These are the type of stories you hear when people talk about alcohol. Binge drinking is consuming too many alcoholic beverages in a short amount of time. Family, teachers, and educators tell us to avoid excessive drinking, but yet we still partake in this behavior. We drink anytime there is a party, we are stressed from the struggles of everyday life, to because the day ended in “Y.” Other than the obvious dangers of drinking and driving, what does binge drinking do to your health? Some may tell you a glass of red wine a night has some beneficial health effects, but according to a CBS news article, “There’s ‘no safe level of alcohol,’ major new study concludes,” any health benefits from alcohol are outweighed by the harm that drinking alcohol does to your body (Welch). Binge drinking has negative effects on your body, and could increase your risk of cancer.

In the CBS news article Dr. Max Griswold, of the Institute for Health Metrics and Evaluation at the University of Washington talks about the relationship between alcohol consumption and different illnesses and diseases. The risk of developing cancer or infections starts off slim with one alcoholic drink, but increases dramatically the more you consume (Welch). In another CBS news article, “Drinking alcohol can lead to 7 kinds of cancer, study finds”, they go into more details about the different cancers linked with moderate to heavy drinking. Those who partake in binge drinking have a higher risk of developing cancer in the liver, colorectal, head, esophageal, neck, and breast cancer in females (Marcus.) It also does not matter the type of alcohol you drink, whether it is hard liquor, wine, or beer.

In the book, “Alcohol consumption and cancer risk: understanding possible causal mechanisms for breast and colorectal cancers,” they go into more detail about two of the seven kinds of cancer that can be associated with alcohol intake. In the study, they looked at several key factors how alcohol may impact the development of cancer tissues. The study looked at fifteen animal and five human breast tissue samples, and nineteen animal and one human colorectal tissue samples (Oyesanmi.) In the colorectal tissue study, twelve of the nineteen animals had a carcinogen injected into the sample (Oyesanmi.) In both news articles, they state that there is a link between the amount of alcohol you consume and cancer types, but in this study, which was done in 2010 says “…the exact connection or connections remain unclear” (Oyesanmi.) Only year’s later, scientist found a correlation between binge drinking and cancer risks.

In the study, “Alcohol consumption as a cause of cancer,” by Jennie Connor, she looked at the causal relationship that is between alcohol and cancer. She looked at different studies and compared the results. After reviewing several studies, there is a link in alcohol consumption and seven different kinds of cancers: colon, rectum, breast, oesophagus, larynx, oropharynx, and liver (Connor.) These are the seven same cancers that were mentioned in the “Drinking alcohol can lead to 7 kinds of cancer, study finds” article. In the study, they go into detail about how limiting your alcohol use can actually reverse your risk in liver, laryngeal, and pharyngeal cancers (Connor.) In this collection of studies, it also agrees with the statement that it does not matter what type of alcohol you drink, they all have the same risks.

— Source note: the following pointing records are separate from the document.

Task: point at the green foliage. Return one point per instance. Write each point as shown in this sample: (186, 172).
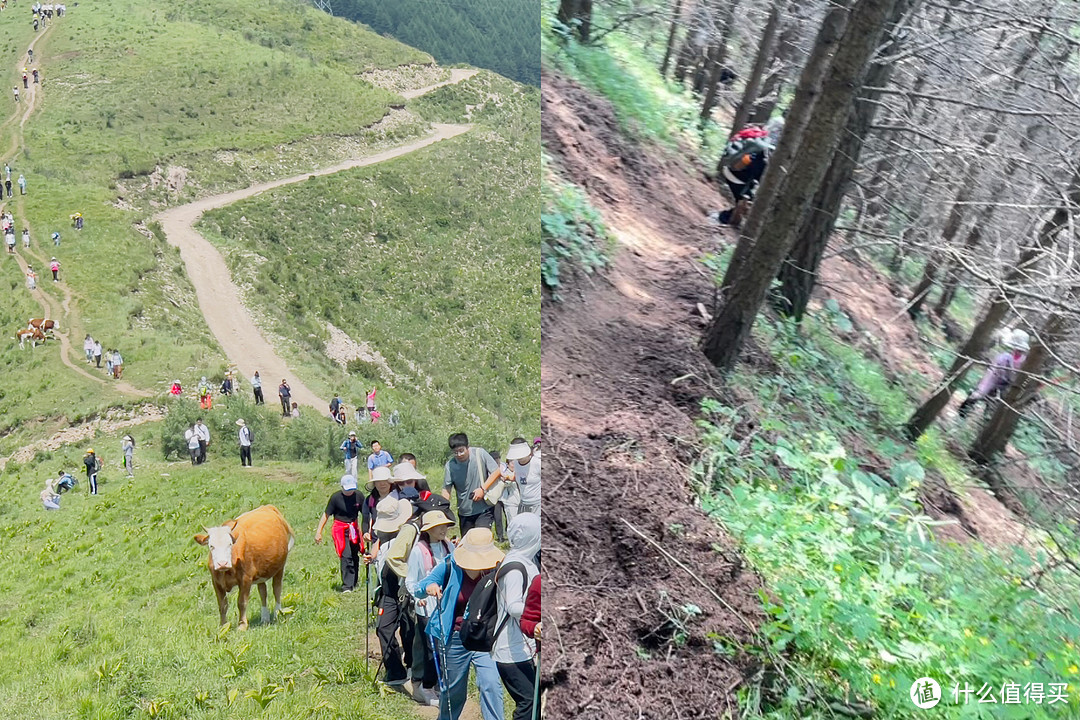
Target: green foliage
(500, 36)
(572, 234)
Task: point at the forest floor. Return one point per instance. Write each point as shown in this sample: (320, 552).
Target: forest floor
(622, 379)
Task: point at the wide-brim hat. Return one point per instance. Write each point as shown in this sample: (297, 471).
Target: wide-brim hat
(477, 551)
(405, 471)
(391, 514)
(518, 450)
(433, 518)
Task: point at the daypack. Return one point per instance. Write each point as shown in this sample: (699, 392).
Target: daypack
(480, 626)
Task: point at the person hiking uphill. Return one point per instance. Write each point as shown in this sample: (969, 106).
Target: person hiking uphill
(1000, 374)
(744, 161)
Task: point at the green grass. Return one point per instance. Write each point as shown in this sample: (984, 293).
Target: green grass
(430, 258)
(109, 605)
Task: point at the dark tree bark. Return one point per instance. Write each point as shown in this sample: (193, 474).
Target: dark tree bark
(996, 309)
(999, 429)
(798, 274)
(802, 158)
(676, 10)
(765, 49)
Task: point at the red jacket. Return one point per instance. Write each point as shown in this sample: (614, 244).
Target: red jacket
(530, 616)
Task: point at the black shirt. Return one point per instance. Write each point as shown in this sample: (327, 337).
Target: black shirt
(345, 508)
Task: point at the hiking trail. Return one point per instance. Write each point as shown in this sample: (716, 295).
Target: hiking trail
(218, 297)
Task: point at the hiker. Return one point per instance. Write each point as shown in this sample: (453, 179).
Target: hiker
(192, 439)
(431, 548)
(93, 464)
(451, 583)
(378, 488)
(127, 447)
(257, 389)
(284, 393)
(244, 438)
(203, 433)
(744, 161)
(379, 458)
(467, 472)
(351, 447)
(391, 514)
(1001, 372)
(513, 652)
(343, 506)
(50, 498)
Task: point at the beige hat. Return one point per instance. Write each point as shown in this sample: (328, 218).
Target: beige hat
(518, 451)
(391, 514)
(379, 474)
(405, 471)
(433, 518)
(477, 551)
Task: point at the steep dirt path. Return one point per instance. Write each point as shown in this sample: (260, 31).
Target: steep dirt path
(622, 379)
(218, 296)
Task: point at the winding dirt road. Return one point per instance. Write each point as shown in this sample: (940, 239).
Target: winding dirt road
(218, 296)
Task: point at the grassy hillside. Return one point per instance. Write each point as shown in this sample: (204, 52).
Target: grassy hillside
(109, 608)
(130, 86)
(431, 258)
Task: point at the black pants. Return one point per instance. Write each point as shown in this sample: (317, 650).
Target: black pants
(520, 680)
(485, 519)
(387, 627)
(350, 565)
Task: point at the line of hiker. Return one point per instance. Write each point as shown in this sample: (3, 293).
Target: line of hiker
(444, 607)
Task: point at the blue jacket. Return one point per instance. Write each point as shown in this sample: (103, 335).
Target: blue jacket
(441, 623)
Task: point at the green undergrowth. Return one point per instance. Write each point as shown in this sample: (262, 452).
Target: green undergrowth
(572, 234)
(109, 605)
(429, 258)
(824, 500)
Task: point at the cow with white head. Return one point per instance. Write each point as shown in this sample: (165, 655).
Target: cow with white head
(251, 549)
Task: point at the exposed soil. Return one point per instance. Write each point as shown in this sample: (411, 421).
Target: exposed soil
(621, 380)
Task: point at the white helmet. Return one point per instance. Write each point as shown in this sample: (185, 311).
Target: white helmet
(1018, 340)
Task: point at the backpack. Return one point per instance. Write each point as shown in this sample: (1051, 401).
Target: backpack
(480, 627)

In both these studies, there was skepticism about the authenticity of information of the test subjects. They also address how family history of certain cancers can put some individuals at a higher risk. In those cases, they would not be able to differentiate if the risk was higher from alcohol consumption, predisposition, or a combination of the two. The study that was done eight years ago did not know whether or not alcohol had a connection to cancer, but the studies done last year says there is. Just like it states in the news article, it is a relatively new thing that has come into the light.

In the end, binge drinking is linked to at least seven different types of cancer. Multiple studies have been done on it over the years, but there is still skepticism if it is strictly alcohol related. Through several studies, there is a correlation of alcohol consumption and cancer risks in seven different parts of your body.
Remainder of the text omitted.